Compare this (markets’ viewpoint):
Drilling contractor Transocean Ltd. and possibly the service companies were responsible for the human errors or equipment failures that may have triggered the Macondo blowout Apr. 20 in the Gulf of Mexico, but BP PLC will be the one who pays for the oil spill response and damages, said analysts at Citi Investment Research & Analysis, a division of Citigroup Global Markets Inc.
That’s because in the typical contract for oil field services, the customer accepts liability for spills or damage to the reservoir and indemnifies the contractor.
On the other hand, analysts at FBR Capital Markets & Co. in Arlington, Va., said, Based on the pieces of this puzzle we have been able to assemble so far, it appears to us as if the primary responsibility for the accident may not lie with any¦ of the service companies.

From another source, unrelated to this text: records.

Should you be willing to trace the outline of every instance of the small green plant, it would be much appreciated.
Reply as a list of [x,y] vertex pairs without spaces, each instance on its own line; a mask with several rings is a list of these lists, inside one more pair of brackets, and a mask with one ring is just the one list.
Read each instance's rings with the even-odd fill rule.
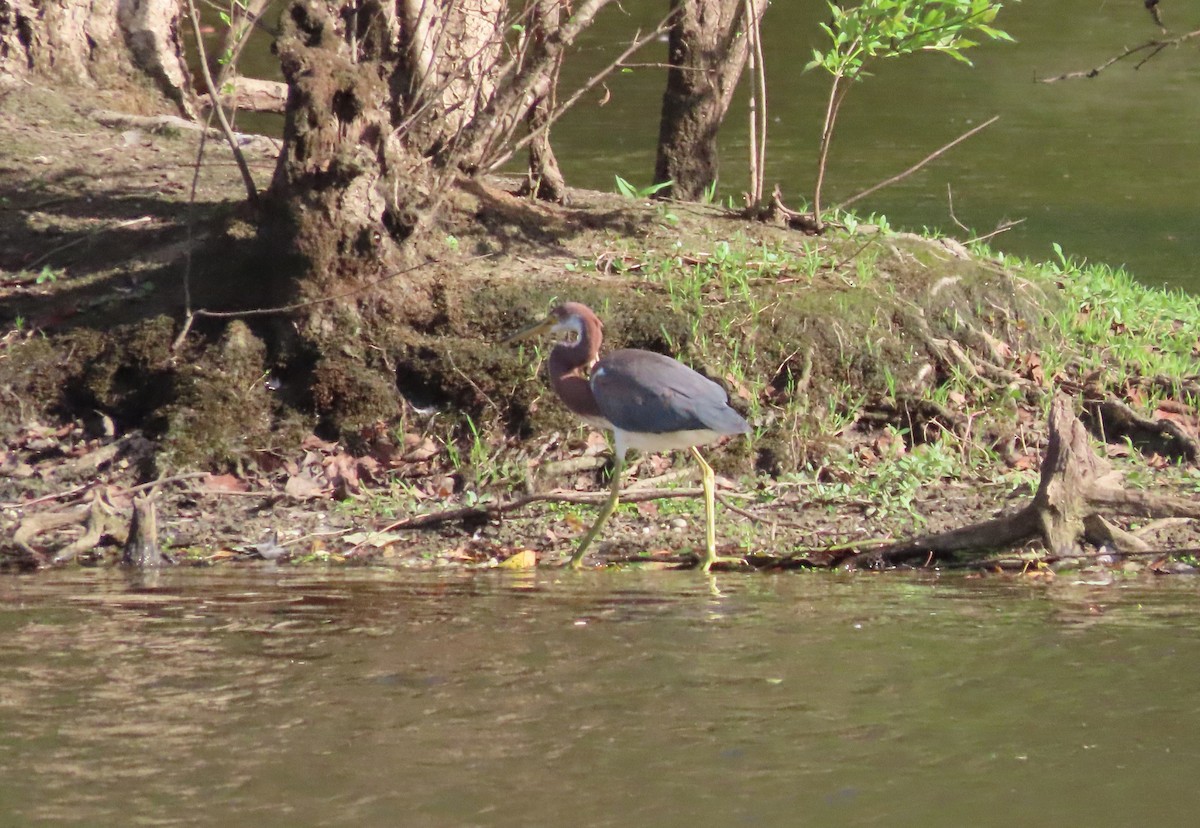
[[44,268],[42,268],[41,272],[37,274],[37,278],[35,278],[34,281],[37,284],[54,284],[55,282],[59,281],[59,276],[61,275],[62,275],[61,270],[55,270],[50,265],[46,265]]
[[829,36],[829,48],[814,49],[812,60],[804,67],[804,71],[820,67],[833,76],[812,188],[812,217],[818,227],[821,191],[838,113],[853,83],[870,77],[868,68],[876,60],[940,52],[970,65],[962,53],[978,46],[972,36],[1013,40],[991,25],[1002,7],[992,0],[863,0],[854,6],[827,0],[827,4],[832,17],[821,29]]
[[638,188],[635,187],[629,181],[626,181],[625,179],[620,178],[619,175],[614,175],[613,178],[617,179],[617,192],[619,192],[625,198],[636,198],[638,200],[653,198],[654,196],[656,196],[658,193],[662,192],[672,184],[674,184],[674,181],[659,181],[658,184],[652,184],[648,187]]

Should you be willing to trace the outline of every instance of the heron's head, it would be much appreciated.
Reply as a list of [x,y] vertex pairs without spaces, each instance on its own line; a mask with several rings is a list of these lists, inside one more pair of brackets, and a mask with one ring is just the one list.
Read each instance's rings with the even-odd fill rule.
[[590,307],[581,302],[563,302],[552,310],[545,319],[514,334],[505,342],[518,342],[541,334],[580,341],[589,335],[592,335],[590,338],[598,338],[602,330],[604,324]]

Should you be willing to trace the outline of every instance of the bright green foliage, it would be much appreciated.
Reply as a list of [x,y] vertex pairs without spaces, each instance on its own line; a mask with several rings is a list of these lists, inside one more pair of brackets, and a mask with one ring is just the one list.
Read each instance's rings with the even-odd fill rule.
[[835,77],[857,80],[872,58],[914,52],[941,52],[967,65],[964,50],[978,46],[971,37],[1012,41],[994,28],[1002,4],[991,0],[864,0],[842,7],[829,1],[832,20],[821,28],[833,41],[828,52],[812,50],[805,71],[823,67]]

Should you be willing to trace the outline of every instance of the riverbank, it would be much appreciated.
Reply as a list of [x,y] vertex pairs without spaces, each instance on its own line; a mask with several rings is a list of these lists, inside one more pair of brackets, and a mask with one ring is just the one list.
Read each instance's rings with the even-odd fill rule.
[[[347,348],[378,350],[395,388],[343,395],[331,376],[304,397],[254,318],[178,341],[187,256],[208,257],[193,263],[193,306],[217,307],[228,286],[199,281],[222,264],[212,251],[232,260],[252,234],[223,145],[209,144],[193,199],[193,134],[106,127],[28,92],[0,110],[10,565],[118,558],[150,491],[161,545],[193,563],[565,559],[605,487],[606,446],[551,396],[544,350],[497,344],[556,299],[592,305],[607,347],[672,353],[728,389],[754,432],[707,455],[720,552],[748,565],[864,565],[856,556],[880,541],[1019,509],[1060,391],[1127,487],[1200,487],[1192,298],[876,218],[812,238],[617,194],[529,204],[500,180],[460,187],[444,250],[376,286],[395,294],[395,334],[347,334]],[[265,186],[269,146],[251,163]],[[589,562],[689,562],[695,480],[684,457],[640,458]],[[1145,550],[1052,562],[1188,571],[1189,553],[1160,553],[1200,546],[1180,518],[1120,528]],[[1033,546],[996,552],[966,563],[1044,560]]]

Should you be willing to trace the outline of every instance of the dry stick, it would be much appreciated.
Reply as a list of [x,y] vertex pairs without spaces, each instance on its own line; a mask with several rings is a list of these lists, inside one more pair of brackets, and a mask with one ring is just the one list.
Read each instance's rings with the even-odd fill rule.
[[559,104],[558,107],[556,107],[550,113],[550,115],[546,119],[545,124],[542,124],[541,126],[539,126],[536,130],[530,131],[527,136],[524,136],[520,140],[515,142],[512,144],[512,146],[509,148],[508,151],[503,152],[496,160],[485,162],[481,166],[487,172],[493,172],[497,168],[504,166],[504,163],[506,163],[509,158],[511,158],[516,152],[518,152],[520,150],[522,150],[530,140],[533,140],[534,138],[536,138],[538,134],[540,134],[540,133],[550,130],[550,127],[553,126],[553,124],[559,118],[562,118],[566,113],[568,109],[570,109],[571,107],[574,107],[576,104],[576,102],[578,102],[578,100],[581,97],[583,97],[592,89],[594,89],[596,86],[596,84],[599,84],[601,80],[604,80],[605,78],[607,78],[610,74],[612,74],[612,72],[614,70],[619,68],[620,65],[624,62],[625,58],[628,58],[629,55],[634,54],[635,52],[637,52],[638,49],[641,49],[643,46],[646,46],[647,43],[649,43],[650,41],[653,41],[654,38],[656,38],[659,35],[661,35],[664,31],[666,31],[666,29],[667,29],[666,22],[668,19],[670,19],[670,16],[667,18],[664,18],[662,23],[659,23],[658,26],[655,26],[649,34],[647,34],[644,36],[635,35],[634,36],[634,41],[629,44],[629,47],[624,52],[622,52],[617,56],[617,59],[612,64],[610,64],[605,68],[600,70],[600,72],[598,74],[594,74],[582,86],[580,86],[577,90],[575,90],[575,92],[572,92],[571,96],[569,98],[566,98],[565,102],[563,102],[562,104]]
[[[467,262],[478,262],[479,259],[490,258],[492,253],[480,253],[479,256],[472,256],[467,259],[458,259],[458,264],[466,264]],[[443,259],[428,259],[426,262],[420,262],[412,265],[410,268],[402,268],[400,270],[394,270],[390,274],[380,276],[379,278],[371,280],[366,284],[360,284],[358,287],[350,288],[349,290],[342,290],[341,293],[334,293],[328,296],[318,296],[317,299],[307,299],[302,302],[293,302],[290,305],[280,305],[278,307],[256,307],[248,311],[205,311],[200,308],[196,311],[192,316],[206,317],[209,319],[241,319],[244,317],[263,317],[271,316],[272,313],[290,313],[292,311],[299,311],[305,307],[312,307],[313,305],[322,305],[324,302],[331,302],[337,299],[344,299],[346,296],[353,296],[356,293],[368,290],[374,286],[386,282],[389,280],[396,278],[397,276],[403,276],[404,274],[410,274],[414,270],[420,270],[421,268],[427,268],[434,264],[442,264]]]
[[[762,106],[758,107],[758,128],[756,130],[758,136],[757,145],[757,157],[755,158],[755,169],[757,169],[757,176],[754,180],[754,203],[758,205],[762,202],[763,187],[766,186],[767,178],[767,61],[762,54],[762,18],[758,14],[758,8],[754,0],[745,0],[745,11],[749,18],[748,20],[748,34],[750,36],[750,49],[748,52],[750,56],[750,72],[751,83],[757,94],[758,101]],[[751,97],[751,101],[754,97]],[[751,148],[754,148],[754,142],[751,140]]]
[[200,143],[196,148],[196,166],[192,168],[192,188],[187,194],[187,235],[184,245],[184,325],[170,343],[170,352],[175,353],[184,344],[192,323],[196,322],[196,313],[192,311],[192,240],[196,226],[196,191],[200,185],[200,168],[204,164],[204,146],[209,142],[209,124],[212,122],[212,110],[209,110],[208,122],[200,130]]
[[940,156],[944,155],[948,150],[958,146],[959,144],[961,144],[967,138],[970,138],[971,136],[976,134],[977,132],[986,130],[989,126],[991,126],[992,124],[995,124],[998,120],[1000,120],[1000,115],[992,115],[991,118],[989,118],[986,121],[984,121],[979,126],[973,127],[971,130],[967,130],[961,136],[959,136],[958,138],[955,138],[954,140],[952,140],[949,144],[946,144],[941,149],[934,150],[929,155],[926,155],[924,158],[922,158],[920,161],[918,161],[916,164],[913,164],[912,167],[910,167],[908,169],[906,169],[905,172],[899,173],[898,175],[893,175],[892,178],[887,179],[886,181],[880,181],[874,187],[868,187],[866,190],[864,190],[860,193],[851,196],[850,198],[847,198],[841,204],[838,204],[836,209],[838,210],[845,210],[846,208],[848,208],[854,202],[857,202],[857,200],[859,200],[862,198],[866,198],[871,193],[874,193],[874,192],[876,192],[878,190],[883,190],[883,187],[892,186],[896,181],[900,181],[902,179],[908,178],[910,175],[912,175],[913,173],[916,173],[917,170],[919,170],[922,167],[924,167],[925,164],[928,164],[930,161],[934,161],[935,158],[938,158]]
[[[650,490],[644,492],[625,492],[622,494],[620,499],[624,503],[644,503],[647,500],[665,500],[668,498],[682,498],[682,497],[700,497],[703,494],[703,490],[700,488],[674,488],[670,491],[664,490]],[[488,520],[492,517],[499,517],[500,515],[506,515],[510,511],[516,511],[528,506],[530,503],[572,503],[580,505],[600,505],[608,499],[607,494],[595,493],[595,494],[566,494],[564,492],[541,492],[538,494],[526,494],[518,497],[515,500],[509,500],[508,503],[498,503],[492,506],[460,506],[457,509],[445,509],[443,511],[426,512],[424,515],[413,515],[412,517],[402,517],[398,521],[394,521],[382,529],[374,529],[374,534],[382,534],[384,532],[395,532],[396,529],[420,529],[431,526],[438,526],[440,523],[448,523],[450,521],[461,521],[466,518],[475,520]],[[726,504],[727,505],[727,504]],[[362,544],[355,544],[348,551],[362,546]]]
[[246,157],[241,154],[241,148],[238,146],[238,138],[233,134],[233,127],[229,126],[229,120],[224,115],[224,108],[221,106],[216,84],[212,83],[212,73],[209,72],[209,59],[204,52],[204,36],[200,34],[200,16],[196,12],[193,0],[187,0],[187,16],[192,20],[192,34],[196,36],[196,48],[199,52],[200,76],[204,78],[204,86],[208,89],[209,98],[212,101],[212,113],[216,115],[217,124],[221,125],[221,132],[224,133],[226,142],[228,142],[229,149],[233,151],[234,161],[238,162],[238,172],[241,173],[242,184],[246,185],[246,198],[251,205],[257,208],[258,187],[254,186],[254,179],[250,174]]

with this (oilfield professional’s viewpoint):
Zonal isolation is the principal function of a primary cementation, and BP deliberately chose not to evaluate the integrity of that isolation (possibly against the advice of cementing contractor Halliburton), by means of widely-used wireline acoustic logging methods, before commencing to prepare the Macondo well for temporary plugging and abandonment.
… In the end, Transocean, Halliburton and Cameron (the BOP manufacturer) will be found neither grossly negligent nor principally responsible for this disaster — culpability will rest entirely with BP, as perpetrators of one of the most colossal and avoidable risk management failures in offshore drilling history.
If you missed it, CBS’ “60 Minutes” devoted a large part of their time on Sunday to the incident. Making allowances for bias and sensationalism, it still sounded to me that BP was the most (or least) responsible party.
I was reminded of the Apollo fire and the two Shuttle disasters that might have been avoided if people put safety ahead of the sin of the day (pride, greed, schedule, ego, or whatever).